Re: [PATCH 2/3] task: RCU protect tasks on the runqueue
From: Linus Torvalds
Date: Tue Sep 03 2019 - 15:19:10 EST
On Tue, Sep 3, 2019 at 11:13 AM Eric W. Biederman <ebiederm@xxxxxxxxxxxx> wrote:
> I think this is where I am looking a things differently than you and
> Peter. Why does it have to be ___schedule() that changes the value
> in the task_struct? Why can't it be something else that changes the
> value and then proceeds to call schedule()?
No, I think we're in violent agreement here: it's _not_ necessary
schedule that changes any values at all. The values behind the pointer
are live both before - and even more so _after_ - we put the process
on the percpu rq.
> What is the size of the window of changes that is relevant?
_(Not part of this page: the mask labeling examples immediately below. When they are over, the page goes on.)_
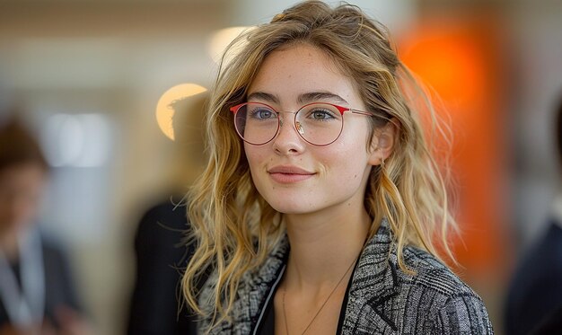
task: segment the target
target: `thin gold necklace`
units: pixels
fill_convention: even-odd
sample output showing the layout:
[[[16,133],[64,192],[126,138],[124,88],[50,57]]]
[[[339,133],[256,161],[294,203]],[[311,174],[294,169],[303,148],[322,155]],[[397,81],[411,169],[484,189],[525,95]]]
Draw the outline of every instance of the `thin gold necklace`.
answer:
[[[326,300],[324,300],[324,303],[322,303],[322,305],[320,306],[320,308],[318,309],[318,312],[316,312],[316,314],[314,314],[314,316],[312,317],[312,320],[311,320],[311,322],[308,323],[308,326],[306,326],[306,328],[304,329],[304,331],[303,331],[301,335],[304,335],[304,333],[311,328],[311,326],[312,325],[312,322],[314,322],[314,320],[316,320],[316,317],[318,316],[318,314],[320,314],[320,313],[322,311],[322,308],[324,308],[326,304],[328,304],[328,301],[332,296],[334,292],[336,292],[336,289],[339,287],[339,284],[341,284],[341,282],[344,280],[344,278],[346,278],[346,276],[347,275],[351,268],[353,268],[353,265],[356,263],[356,261],[357,261],[357,259],[355,259],[351,262],[351,264],[349,265],[349,268],[347,268],[347,269],[346,270],[346,273],[344,273],[344,275],[341,276],[341,278],[338,281],[338,284],[336,284],[332,291],[329,293],[329,295],[328,295],[328,297],[326,297]],[[286,332],[286,335],[289,335],[289,323],[287,322],[287,313],[285,313],[285,294],[286,294],[286,288],[284,287],[283,295],[282,295],[283,296],[283,318],[285,319],[285,331]]]

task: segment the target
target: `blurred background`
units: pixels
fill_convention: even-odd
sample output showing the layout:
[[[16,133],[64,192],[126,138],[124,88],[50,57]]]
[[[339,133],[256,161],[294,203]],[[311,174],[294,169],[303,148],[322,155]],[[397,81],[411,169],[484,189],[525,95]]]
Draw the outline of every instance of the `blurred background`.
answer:
[[[226,29],[294,3],[0,0],[0,110],[19,108],[53,166],[40,223],[72,251],[96,333],[124,332],[142,212],[200,171],[200,141],[179,141],[172,119],[200,135],[198,118],[177,114],[200,110],[190,99],[212,85],[222,48],[240,31]],[[443,99],[464,232],[459,273],[502,334],[506,283],[560,181],[551,125],[562,2],[349,3],[390,27],[404,62]]]

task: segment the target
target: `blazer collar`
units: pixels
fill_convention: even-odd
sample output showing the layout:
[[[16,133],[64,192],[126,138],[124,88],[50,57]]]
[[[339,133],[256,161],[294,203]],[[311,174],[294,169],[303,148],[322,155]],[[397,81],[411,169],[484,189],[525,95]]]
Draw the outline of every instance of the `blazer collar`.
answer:
[[[382,321],[397,330],[390,314],[382,308],[384,303],[399,293],[396,263],[396,245],[386,219],[381,223],[377,234],[367,242],[351,279],[351,287],[346,307],[344,328],[357,322],[365,305],[371,306]]]
[[[247,287],[243,291],[246,294],[241,295],[237,302],[238,306],[235,306],[235,308],[240,308],[237,311],[240,314],[236,318],[238,327],[242,324],[255,325],[258,322],[260,313],[265,310],[268,295],[273,292],[273,287],[286,265],[289,250],[288,240],[285,236],[272,251],[258,274],[245,276],[243,282]],[[390,265],[391,261],[396,261],[396,250],[389,224],[386,219],[383,219],[376,234],[367,242],[354,270],[346,307],[344,328],[346,324],[355,324],[357,321],[359,315],[352,311],[359,311],[366,304],[372,306],[391,328],[396,327],[382,310],[384,302],[399,292],[396,269]],[[259,303],[256,304],[258,301]],[[242,306],[250,306],[250,308]]]

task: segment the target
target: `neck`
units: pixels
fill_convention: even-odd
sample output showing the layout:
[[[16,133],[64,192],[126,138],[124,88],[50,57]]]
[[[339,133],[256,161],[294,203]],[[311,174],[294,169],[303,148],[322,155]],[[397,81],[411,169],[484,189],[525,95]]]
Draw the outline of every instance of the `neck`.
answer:
[[[337,283],[357,260],[372,225],[363,207],[345,215],[287,215],[285,220],[291,244],[285,285],[295,289],[317,290]]]

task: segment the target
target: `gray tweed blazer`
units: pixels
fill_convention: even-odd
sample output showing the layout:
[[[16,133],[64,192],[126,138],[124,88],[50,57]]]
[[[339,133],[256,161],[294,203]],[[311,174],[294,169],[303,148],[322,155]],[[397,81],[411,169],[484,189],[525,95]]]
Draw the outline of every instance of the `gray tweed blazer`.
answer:
[[[281,279],[289,246],[286,239],[263,267],[244,277],[233,309],[232,322],[224,322],[211,334],[254,334],[265,306]],[[342,335],[347,334],[493,334],[480,297],[426,251],[404,249],[412,276],[398,267],[396,248],[388,223],[367,242],[351,279]],[[200,302],[216,282],[211,276]],[[210,320],[199,322],[199,331]]]

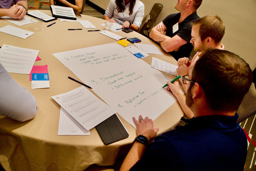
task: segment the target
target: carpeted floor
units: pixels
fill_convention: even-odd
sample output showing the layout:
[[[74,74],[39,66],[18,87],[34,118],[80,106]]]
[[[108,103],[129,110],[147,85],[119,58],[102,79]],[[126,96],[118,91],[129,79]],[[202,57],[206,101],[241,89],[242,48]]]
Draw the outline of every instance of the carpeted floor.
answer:
[[[34,2],[29,2],[28,1],[28,3],[29,4],[29,9],[33,10],[34,9],[35,4]],[[35,5],[36,6],[36,4],[35,4]],[[42,3],[41,4],[38,4],[38,9],[50,10],[49,3]],[[84,7],[83,11],[83,14],[90,15],[90,16],[97,17],[102,19],[103,19],[104,17],[104,15],[103,14],[99,12],[97,10],[91,7],[86,4],[84,4]]]

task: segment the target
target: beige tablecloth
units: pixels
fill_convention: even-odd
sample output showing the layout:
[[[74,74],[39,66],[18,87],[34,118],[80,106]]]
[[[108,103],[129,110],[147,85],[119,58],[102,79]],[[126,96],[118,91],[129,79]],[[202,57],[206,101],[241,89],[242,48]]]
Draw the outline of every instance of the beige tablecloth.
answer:
[[[51,14],[49,11],[42,11]],[[104,23],[103,20],[84,15],[79,19],[89,20],[97,29],[103,30],[101,25]],[[56,24],[46,27],[55,22]],[[7,25],[28,30],[31,27],[31,24],[19,27],[0,19],[0,27]],[[108,145],[104,145],[95,128],[90,130],[89,136],[57,136],[60,106],[51,96],[81,86],[68,79],[68,76],[70,76],[79,80],[52,54],[116,41],[98,31],[89,32],[87,30],[91,29],[84,28],[78,22],[60,22],[58,19],[43,23],[42,27],[42,31],[35,32],[25,39],[0,32],[0,46],[5,44],[40,50],[38,56],[42,60],[35,61],[34,65],[48,65],[50,85],[49,88],[31,90],[29,75],[11,73],[36,98],[38,112],[34,118],[22,123],[0,116],[1,164],[7,171],[83,171],[93,164],[113,165],[117,158],[128,151],[136,136],[135,129],[120,117],[128,130],[129,136]],[[83,30],[67,30],[77,28]],[[137,37],[142,40],[142,43],[156,45],[135,31],[116,33],[124,37]],[[130,43],[128,46],[131,45]],[[143,60],[151,64],[152,57],[154,57],[177,64],[168,53],[158,48],[165,55],[150,54]],[[164,74],[170,77],[170,80],[175,77]],[[154,125],[159,128],[160,133],[173,128],[183,115],[176,102],[154,121]]]

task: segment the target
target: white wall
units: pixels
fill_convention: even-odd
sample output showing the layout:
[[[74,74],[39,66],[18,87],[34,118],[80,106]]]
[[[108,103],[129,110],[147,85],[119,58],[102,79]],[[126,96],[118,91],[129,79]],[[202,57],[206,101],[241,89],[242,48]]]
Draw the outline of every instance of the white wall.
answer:
[[[90,0],[106,9],[109,0]],[[145,14],[149,13],[155,3],[163,8],[157,19],[157,24],[171,13],[178,12],[174,8],[174,0],[142,0],[145,5]],[[244,58],[253,70],[256,68],[256,1],[255,0],[204,0],[197,10],[200,17],[218,15],[226,26],[222,43],[225,49]]]

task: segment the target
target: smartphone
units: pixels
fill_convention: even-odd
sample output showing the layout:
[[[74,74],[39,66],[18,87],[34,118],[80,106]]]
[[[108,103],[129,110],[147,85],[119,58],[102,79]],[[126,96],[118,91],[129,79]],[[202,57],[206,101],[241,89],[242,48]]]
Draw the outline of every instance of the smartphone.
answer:
[[[122,31],[124,31],[124,32],[125,32],[126,33],[128,33],[133,31],[133,30],[132,29],[131,29],[131,28],[124,28],[122,30]]]
[[[130,38],[129,39],[127,39],[127,40],[132,43],[139,43],[139,42],[141,42],[141,41],[140,40],[136,37],[135,37],[134,38]]]
[[[80,14],[80,13],[79,12],[74,11],[74,12],[75,12],[75,15],[76,15],[76,16],[77,17],[82,17],[81,16],[81,14]]]

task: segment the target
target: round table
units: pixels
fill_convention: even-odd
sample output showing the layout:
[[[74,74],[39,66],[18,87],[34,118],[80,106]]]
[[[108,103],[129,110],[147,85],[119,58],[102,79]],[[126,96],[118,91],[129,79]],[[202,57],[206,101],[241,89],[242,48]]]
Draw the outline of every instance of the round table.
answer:
[[[41,11],[51,15],[49,10]],[[103,26],[101,25],[104,23],[104,20],[82,15],[79,19],[89,20],[97,30],[104,30]],[[53,22],[56,23],[46,27]],[[0,27],[10,25],[30,31],[31,24],[19,27],[0,19]],[[135,129],[119,116],[128,130],[129,136],[109,145],[103,144],[95,128],[90,130],[90,136],[57,136],[60,106],[51,96],[67,92],[81,85],[75,81],[67,81],[67,76],[80,80],[52,54],[116,42],[116,41],[99,34],[98,31],[88,32],[91,29],[83,28],[78,22],[61,22],[58,19],[43,22],[42,27],[42,31],[35,32],[25,39],[0,32],[0,46],[5,44],[39,50],[38,56],[42,60],[36,61],[34,65],[47,64],[50,78],[50,88],[31,89],[29,75],[10,73],[20,86],[27,88],[35,97],[38,112],[33,119],[24,122],[0,116],[1,164],[7,170],[19,171],[83,171],[93,164],[113,165],[117,159],[129,151],[136,136]],[[68,30],[68,28],[73,28],[83,30]],[[154,57],[177,65],[176,60],[169,53],[135,31],[128,34],[123,31],[115,33],[123,37],[137,37],[142,40],[142,43],[157,46],[165,55],[154,54]],[[132,45],[130,43],[128,46]],[[149,54],[143,60],[150,65],[153,55]],[[163,73],[169,77],[170,80],[175,77]],[[154,121],[154,126],[159,128],[158,133],[161,133],[173,128],[183,115],[176,101]]]

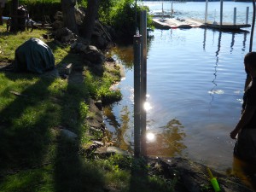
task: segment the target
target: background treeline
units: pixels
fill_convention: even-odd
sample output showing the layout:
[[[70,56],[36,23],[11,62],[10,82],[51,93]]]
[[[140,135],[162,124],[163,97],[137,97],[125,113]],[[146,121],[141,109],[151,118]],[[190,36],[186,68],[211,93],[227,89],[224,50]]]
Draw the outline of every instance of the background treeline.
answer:
[[[57,11],[61,11],[61,0],[20,0],[20,5],[26,5],[30,18],[35,21],[44,20],[45,16],[49,16],[54,21],[54,15]],[[87,6],[87,0],[78,0],[77,8]],[[3,15],[11,15],[12,2],[8,1]],[[136,28],[139,27],[139,14],[136,15],[135,0],[102,0],[98,10],[98,19],[105,25],[112,26],[117,37],[120,38],[132,38]],[[139,13],[142,9],[148,9],[147,7],[137,7]],[[152,18],[148,15],[148,27],[154,28]]]

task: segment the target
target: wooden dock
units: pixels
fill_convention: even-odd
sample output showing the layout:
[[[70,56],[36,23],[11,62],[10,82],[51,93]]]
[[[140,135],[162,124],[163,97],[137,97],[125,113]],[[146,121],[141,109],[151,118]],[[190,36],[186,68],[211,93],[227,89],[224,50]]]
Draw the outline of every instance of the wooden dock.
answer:
[[[237,31],[241,28],[250,27],[249,24],[236,24],[234,25],[232,23],[223,23],[219,25],[219,23],[214,21],[208,21],[204,23],[204,20],[194,20],[194,19],[166,19],[166,18],[154,18],[153,19],[154,25],[156,28],[160,29],[175,29],[175,28],[183,28],[189,29],[192,27],[207,27],[207,28],[214,28],[218,30],[230,30],[230,31]]]

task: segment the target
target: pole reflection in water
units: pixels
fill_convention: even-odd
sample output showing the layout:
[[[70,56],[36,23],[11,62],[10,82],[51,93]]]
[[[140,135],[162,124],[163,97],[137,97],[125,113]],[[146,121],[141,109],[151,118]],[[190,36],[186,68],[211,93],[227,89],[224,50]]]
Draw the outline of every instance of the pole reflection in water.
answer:
[[[162,130],[162,131],[160,133],[158,131],[158,133],[154,134],[153,141],[148,140],[148,154],[169,157],[181,154],[182,151],[186,148],[183,143],[186,136],[183,128],[179,120],[176,119],[170,120],[166,125],[160,127],[158,130]],[[152,137],[152,135],[153,133],[150,132],[149,136]]]
[[[222,94],[223,91],[219,90],[214,90],[217,87],[217,84],[216,84],[216,79],[217,79],[217,67],[218,67],[218,54],[220,51],[220,45],[221,45],[221,36],[222,36],[222,32],[219,32],[218,33],[218,49],[216,51],[216,62],[215,62],[215,66],[214,66],[214,78],[213,80],[212,81],[213,84],[213,87],[212,88],[212,90],[208,92],[209,95],[212,96],[212,101],[210,102],[210,109],[212,108],[212,103],[214,101],[214,94]]]

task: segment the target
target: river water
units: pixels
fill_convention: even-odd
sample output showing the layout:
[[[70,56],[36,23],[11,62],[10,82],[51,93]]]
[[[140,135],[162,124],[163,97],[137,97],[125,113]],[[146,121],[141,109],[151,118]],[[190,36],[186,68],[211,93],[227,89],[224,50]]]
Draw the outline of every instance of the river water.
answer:
[[[151,11],[161,2],[143,2]],[[210,2],[208,20],[219,20],[219,3]],[[245,23],[252,3],[224,3],[224,22]],[[164,3],[171,9],[171,3]],[[205,18],[205,3],[173,3],[179,18]],[[239,32],[212,29],[155,29],[148,43],[148,154],[181,156],[220,172],[232,168],[234,140],[230,132],[239,119],[249,50],[250,28]],[[256,36],[255,36],[256,37]],[[254,42],[256,38],[254,38]],[[256,49],[253,43],[253,50]],[[117,47],[110,53],[124,65],[125,79],[116,88],[123,99],[104,109],[114,144],[133,148],[133,51]]]

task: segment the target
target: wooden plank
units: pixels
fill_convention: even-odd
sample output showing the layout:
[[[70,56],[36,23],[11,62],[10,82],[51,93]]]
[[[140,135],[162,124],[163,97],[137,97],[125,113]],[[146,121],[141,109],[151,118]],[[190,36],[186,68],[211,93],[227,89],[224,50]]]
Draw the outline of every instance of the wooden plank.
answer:
[[[232,23],[223,23],[220,26],[217,22],[208,21],[204,23],[202,20],[195,19],[153,19],[155,27],[161,29],[170,29],[170,28],[192,28],[192,27],[209,27],[214,29],[223,29],[223,30],[240,30],[241,28],[250,27],[249,24],[236,24]]]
It's not the _size_ of the window that is relevant. It's the _direction_.
A "smp_store_release()" is only an ordering wrt previous changes. Why
would _previous_ changes be special? They aren't. In many ways, the
task struct before it is on the runqueue is fairly static. It's only
_after_ it is on the runqueue that the process starts doing things to
its own data structures.
> If we use RCU_INIT_POINTER if there was something that changed
> task_struct and then called schedule() what ensures that a remote cpu
> that has a stale copy of task_struct cached will update it's cache
> after following the new value rq->curr? Don't we need
> rcu_assign_pointer to get that guarantee?
Why are those "before you called schedule" modifications special?
It's _way_ more likely that the task struct fields will change _after_
it was scheduled in.
So in many ways, the scheduling point isn't really the most natural
place for a barrier. It's just an event. But it's not clear why
"changes before that" should be synchronized or be a special case. The
process was visible other ways long before it's being actively run.
So why add a barrier to the scheduler when it's not clear that it makes sense?
Now, if you can point to some particular field where that ordering
makes sense for the particular case of "make it active on the
runqueue" vs "look up the task from the runqueue using RCU", then I do
think that the whole release->acquire consistency makes sense.
But it's not clear that such a field exists, particularly when this is
in no way the *common* way to even get a task pointer, and other paths
do *not* use the runqueue as the serialization point.
See what I'm saying?
Is the runqueue addition point special for synchronization? I don't
see it, and it historically has never been.
But *IF* it is, then yes, then rcu_assign_pointer() would make sense.